Independently owned since 1905
40 YEARS AGO • MARCH 29, 1984
EDNA HILL LEADS A RUGGED REWARDING LIFE
by Linda Shaffer
Continued from last week…
During her childhood in Trout Creek mainly - a few years in Polson - Edna recalls all eight grades being housed in one room. “There were three of us in the eighth grade. I still have my report cards.” It was a frame building sawed out by her granddad, she says.
High school for Edna was in Thompson Falls, boarding at the dorm during the week and riding the train home on Fridays. “We liked catching the #3 train back to Trout Creek on Fridays at 1:30 because that meant only four and one-half days of school” she laughs. The train would pull into Trout Creek at around five or six because of all the stops. Sunday we’d all pile into a car, pitch in on gas and head back to Thompson over a road so muddy that teams of horses often had to pull cars through the mud. I remember one man bragging that his ford could go 37 miles per hour!”

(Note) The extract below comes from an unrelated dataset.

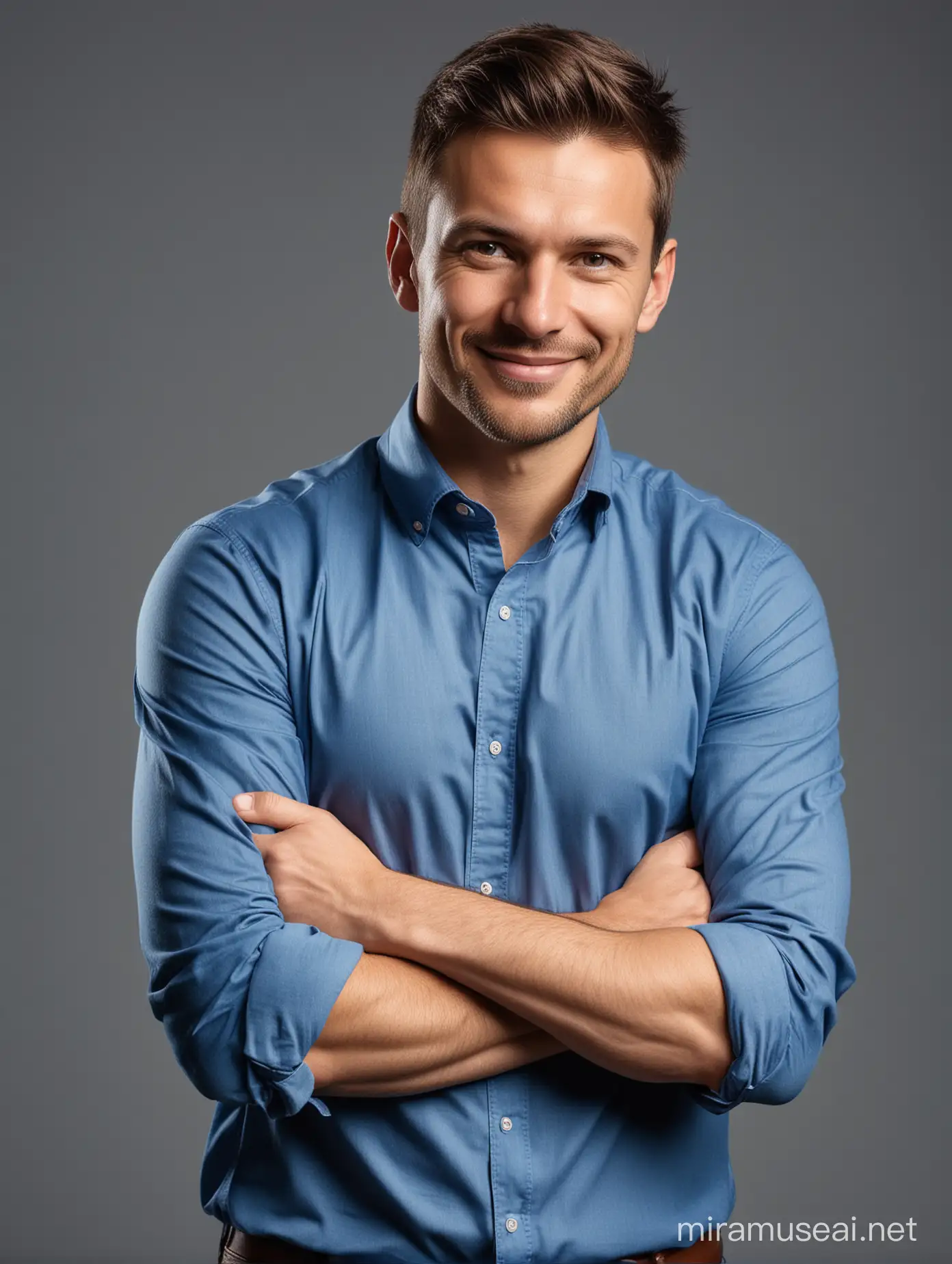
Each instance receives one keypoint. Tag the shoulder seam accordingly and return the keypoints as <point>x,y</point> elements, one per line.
<point>716,502</point>
<point>242,548</point>
<point>745,593</point>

Horses have played a major role in Edna’s life. She raised appaloosas and thoroughbreds and now raises American saddlebreds.
This woman who has had run-ins with grizzlies, also has a knack for growing lemons in her home. And sizable ones, too, right next to the flourishing aloe vera plants in the same room with some of her paintings of elk and horses.

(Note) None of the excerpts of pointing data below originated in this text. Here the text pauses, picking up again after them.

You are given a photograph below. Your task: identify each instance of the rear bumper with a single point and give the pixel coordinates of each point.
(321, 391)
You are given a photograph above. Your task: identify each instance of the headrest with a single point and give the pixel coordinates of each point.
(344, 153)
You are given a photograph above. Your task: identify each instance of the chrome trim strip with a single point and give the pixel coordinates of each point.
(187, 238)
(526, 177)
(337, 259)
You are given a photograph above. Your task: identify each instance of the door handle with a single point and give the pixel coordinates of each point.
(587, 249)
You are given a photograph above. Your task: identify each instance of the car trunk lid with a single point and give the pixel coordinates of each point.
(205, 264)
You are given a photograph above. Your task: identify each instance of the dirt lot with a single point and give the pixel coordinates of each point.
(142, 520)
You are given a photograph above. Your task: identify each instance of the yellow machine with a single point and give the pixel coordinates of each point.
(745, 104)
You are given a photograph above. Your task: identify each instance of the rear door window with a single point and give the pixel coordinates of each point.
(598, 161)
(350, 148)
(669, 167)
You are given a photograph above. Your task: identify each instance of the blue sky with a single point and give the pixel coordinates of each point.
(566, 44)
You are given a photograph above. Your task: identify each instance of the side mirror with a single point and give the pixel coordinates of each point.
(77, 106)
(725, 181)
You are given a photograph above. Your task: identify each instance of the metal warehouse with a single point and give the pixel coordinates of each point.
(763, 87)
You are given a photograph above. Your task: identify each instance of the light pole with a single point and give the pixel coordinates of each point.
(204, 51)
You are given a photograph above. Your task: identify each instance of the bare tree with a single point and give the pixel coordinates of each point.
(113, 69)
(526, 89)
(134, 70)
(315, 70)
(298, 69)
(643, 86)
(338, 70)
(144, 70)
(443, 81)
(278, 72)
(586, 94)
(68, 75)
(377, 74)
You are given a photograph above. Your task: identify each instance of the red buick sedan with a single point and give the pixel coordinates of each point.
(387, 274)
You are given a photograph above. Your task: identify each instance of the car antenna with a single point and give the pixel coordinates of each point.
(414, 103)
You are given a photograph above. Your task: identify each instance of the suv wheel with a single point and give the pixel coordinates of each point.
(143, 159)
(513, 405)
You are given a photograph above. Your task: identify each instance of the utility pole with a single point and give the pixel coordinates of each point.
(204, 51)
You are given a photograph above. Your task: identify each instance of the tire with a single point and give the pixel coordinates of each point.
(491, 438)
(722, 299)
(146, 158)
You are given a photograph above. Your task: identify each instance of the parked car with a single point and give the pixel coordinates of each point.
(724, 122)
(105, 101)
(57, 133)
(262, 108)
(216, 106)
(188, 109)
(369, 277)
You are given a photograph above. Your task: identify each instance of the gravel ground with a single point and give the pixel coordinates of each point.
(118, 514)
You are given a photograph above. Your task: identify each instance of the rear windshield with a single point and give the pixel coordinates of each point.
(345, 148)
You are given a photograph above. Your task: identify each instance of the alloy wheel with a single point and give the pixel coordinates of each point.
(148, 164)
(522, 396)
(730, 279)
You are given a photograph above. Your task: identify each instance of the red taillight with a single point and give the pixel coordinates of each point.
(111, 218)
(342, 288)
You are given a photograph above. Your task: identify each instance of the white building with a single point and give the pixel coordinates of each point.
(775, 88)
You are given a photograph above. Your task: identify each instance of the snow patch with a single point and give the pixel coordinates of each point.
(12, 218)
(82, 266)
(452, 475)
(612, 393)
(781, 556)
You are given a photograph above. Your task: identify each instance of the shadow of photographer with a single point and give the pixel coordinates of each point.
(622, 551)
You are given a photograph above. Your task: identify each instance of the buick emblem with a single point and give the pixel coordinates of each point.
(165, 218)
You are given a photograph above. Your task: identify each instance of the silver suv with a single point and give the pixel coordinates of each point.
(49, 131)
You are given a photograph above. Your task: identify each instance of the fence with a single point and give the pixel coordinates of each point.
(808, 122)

Edna tells a story of a talented painter friend who became ill and put his painting aside for many years. He grew somewhat despondent. “I told him if you love to paint, then you should paint!” He recently sent Edna and Wayne some completed works. Edna takes her own advice. If you love something, then you should do it. Many hunters and family and friends agree that Edna does what she loves and does it well and it has made for an invigorating life with not all that much time to reflect. “Too much still in the works,” she muses.

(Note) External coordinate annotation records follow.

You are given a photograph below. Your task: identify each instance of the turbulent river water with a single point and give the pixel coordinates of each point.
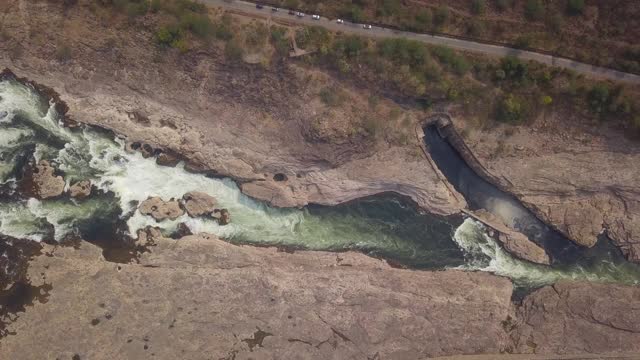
(383, 226)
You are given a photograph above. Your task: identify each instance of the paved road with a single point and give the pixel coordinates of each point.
(459, 44)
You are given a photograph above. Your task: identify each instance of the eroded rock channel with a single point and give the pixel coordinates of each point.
(106, 184)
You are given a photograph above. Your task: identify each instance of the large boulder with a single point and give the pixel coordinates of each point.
(577, 318)
(516, 243)
(222, 215)
(41, 182)
(81, 189)
(198, 203)
(160, 209)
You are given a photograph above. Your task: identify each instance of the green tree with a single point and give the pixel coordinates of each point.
(291, 4)
(425, 18)
(575, 7)
(534, 10)
(478, 7)
(442, 16)
(546, 100)
(514, 69)
(598, 98)
(502, 5)
(510, 110)
(390, 7)
(233, 51)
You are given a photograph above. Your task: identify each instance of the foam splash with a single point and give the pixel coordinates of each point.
(89, 154)
(483, 253)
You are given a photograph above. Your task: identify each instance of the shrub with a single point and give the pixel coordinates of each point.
(476, 28)
(533, 10)
(331, 96)
(442, 16)
(598, 98)
(510, 110)
(233, 51)
(390, 7)
(291, 4)
(403, 51)
(514, 69)
(199, 25)
(425, 18)
(348, 46)
(63, 53)
(478, 7)
(546, 100)
(168, 35)
(575, 7)
(502, 5)
(279, 40)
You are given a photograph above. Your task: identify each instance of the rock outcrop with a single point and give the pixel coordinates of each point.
(197, 203)
(80, 189)
(222, 215)
(580, 181)
(167, 159)
(41, 181)
(205, 296)
(516, 243)
(160, 209)
(570, 318)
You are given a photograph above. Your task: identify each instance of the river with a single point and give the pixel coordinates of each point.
(389, 227)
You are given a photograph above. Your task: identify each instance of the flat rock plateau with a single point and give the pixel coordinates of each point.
(202, 298)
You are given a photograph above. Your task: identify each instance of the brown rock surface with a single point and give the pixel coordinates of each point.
(160, 209)
(197, 203)
(516, 243)
(41, 181)
(203, 298)
(578, 180)
(571, 318)
(167, 159)
(192, 105)
(81, 189)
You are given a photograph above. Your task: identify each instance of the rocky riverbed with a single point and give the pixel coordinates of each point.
(199, 295)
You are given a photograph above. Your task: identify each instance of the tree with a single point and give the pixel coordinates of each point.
(533, 10)
(575, 7)
(425, 18)
(291, 4)
(502, 5)
(598, 98)
(510, 110)
(442, 16)
(546, 100)
(514, 69)
(478, 7)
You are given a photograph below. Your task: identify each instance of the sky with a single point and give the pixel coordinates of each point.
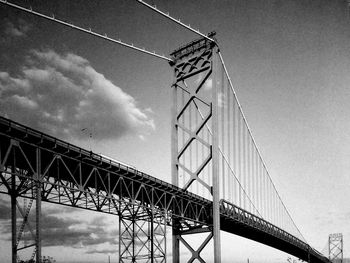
(288, 60)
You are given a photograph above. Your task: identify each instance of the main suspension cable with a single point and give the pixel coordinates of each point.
(88, 31)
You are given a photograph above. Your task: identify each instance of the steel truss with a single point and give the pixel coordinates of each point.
(194, 137)
(32, 162)
(335, 247)
(75, 177)
(142, 235)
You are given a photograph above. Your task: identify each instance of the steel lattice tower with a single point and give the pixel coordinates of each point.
(195, 138)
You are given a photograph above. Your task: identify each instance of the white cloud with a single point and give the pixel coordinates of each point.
(63, 94)
(20, 29)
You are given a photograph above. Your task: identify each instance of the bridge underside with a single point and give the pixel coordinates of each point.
(75, 177)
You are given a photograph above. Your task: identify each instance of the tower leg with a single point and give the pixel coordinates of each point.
(14, 222)
(38, 209)
(142, 235)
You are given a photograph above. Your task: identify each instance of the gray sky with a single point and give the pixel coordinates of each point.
(289, 61)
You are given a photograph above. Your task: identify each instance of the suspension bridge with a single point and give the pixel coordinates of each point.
(219, 179)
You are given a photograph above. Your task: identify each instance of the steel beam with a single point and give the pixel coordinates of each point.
(195, 128)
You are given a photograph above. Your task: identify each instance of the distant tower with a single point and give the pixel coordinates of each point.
(335, 247)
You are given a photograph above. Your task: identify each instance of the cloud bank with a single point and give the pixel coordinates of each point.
(65, 96)
(65, 231)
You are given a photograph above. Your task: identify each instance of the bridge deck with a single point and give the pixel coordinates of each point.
(72, 176)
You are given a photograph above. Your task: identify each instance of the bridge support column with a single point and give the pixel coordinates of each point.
(142, 235)
(195, 155)
(20, 174)
(335, 247)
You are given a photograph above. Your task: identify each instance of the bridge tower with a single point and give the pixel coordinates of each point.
(335, 247)
(195, 164)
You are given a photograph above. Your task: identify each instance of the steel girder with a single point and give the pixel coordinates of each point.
(243, 223)
(70, 174)
(142, 235)
(79, 178)
(194, 129)
(32, 162)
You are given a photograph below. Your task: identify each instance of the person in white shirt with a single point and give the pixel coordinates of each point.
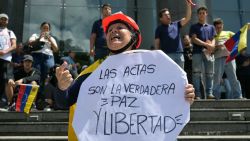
(43, 57)
(7, 44)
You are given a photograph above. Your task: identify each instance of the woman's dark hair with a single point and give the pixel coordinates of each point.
(162, 11)
(217, 21)
(47, 24)
(134, 34)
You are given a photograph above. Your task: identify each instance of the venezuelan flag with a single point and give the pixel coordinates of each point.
(26, 96)
(237, 43)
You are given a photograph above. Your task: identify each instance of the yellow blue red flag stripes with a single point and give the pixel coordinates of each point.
(237, 43)
(26, 96)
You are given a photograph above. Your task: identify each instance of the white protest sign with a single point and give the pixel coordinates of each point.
(133, 96)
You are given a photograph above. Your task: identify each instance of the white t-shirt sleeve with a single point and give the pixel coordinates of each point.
(12, 35)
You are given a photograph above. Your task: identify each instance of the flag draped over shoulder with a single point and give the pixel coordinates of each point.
(26, 96)
(237, 43)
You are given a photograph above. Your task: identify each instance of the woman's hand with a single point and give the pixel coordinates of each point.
(64, 77)
(189, 93)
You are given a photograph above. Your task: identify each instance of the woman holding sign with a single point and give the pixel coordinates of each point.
(122, 34)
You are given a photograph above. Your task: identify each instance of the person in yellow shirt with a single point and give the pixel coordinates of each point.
(220, 65)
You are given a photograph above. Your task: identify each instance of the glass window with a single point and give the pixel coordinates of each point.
(72, 20)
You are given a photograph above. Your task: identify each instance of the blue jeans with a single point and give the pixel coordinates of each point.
(178, 58)
(220, 67)
(43, 63)
(200, 61)
(228, 88)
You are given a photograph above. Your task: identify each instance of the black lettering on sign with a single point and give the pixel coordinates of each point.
(134, 123)
(108, 73)
(139, 69)
(124, 101)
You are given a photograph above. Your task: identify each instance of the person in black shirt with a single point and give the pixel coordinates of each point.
(26, 75)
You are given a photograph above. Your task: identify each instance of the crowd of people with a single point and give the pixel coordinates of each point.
(201, 54)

FIRE CHIEF TELLS COUNCIL FIREHALL IS FALLING DOWN
Telling council members that conditions were much worse than expected. Thompson Falls Fire Chief Ron Turk urged the mayor and city council to move forward on plans to construct a new downtown fire station.
Turk said that the building located directly north of City Hall is so weak that a foot of heavy wet snow would likely cause a total failure of the roof system.
Earlier this year the city had to brace the roof from the inside to keep the light fixtures from sagging into the apparatus on the city’s main fire truck. For years the station has been so cramped that crews have had to remove the topmost spray nozzle before being able to back the truck into the building.
The city hasn’t been caught off guard, explained Mayor Neal, and for the past few years has been adding to a special fund for fire station improvements. With almost $50,000 and another budget year’s revenues, the city feels a new station could be constructed without major borrowing.
The generally accepted site for a new fire hall would be the former Funk property, west of City Hall, which the city obtained recently.
Turk told the council that he would like to see the fire hall ready for occupancy by next winter. He offered that the current strategy discussed among the fire department includes a metal building that would be large enough to hold four fire vehicles with entrances/exits in the alley and on Maiden lane. Turk said they would like to be able to pull into the building from the alley and exit on Maiden Lane.
The council will take up the matter again at the April meeting.
25 YEARS AGO • MARCH 1999
LOW GAS PRICES FINALLY COME
How long has it been since the gas prices have been below $1 a gallon?
Forty years ago, a gallon of gas was 24¢, a Coke was a nickel and a loaf of white bread cost a quarter.
In the 1970s with the oil embargo, gas prices quadrupled and have remained high ever since. But during the past month, they have taken a slide from $1.30 a gallon for regular gas to 99.9¢ at Town Pump in Thompson Falls. In Plains, Colyer Sinclair’s price is $1.00.9; at Spring Street Exxon in Hot Springs, regular gas is 99.9¢. Prices in the west end range from $103.9 at Aitken’s Quik Stop at Noxon to $11.3.9 at Trout Creek and $1.15.9 at the Heron Store.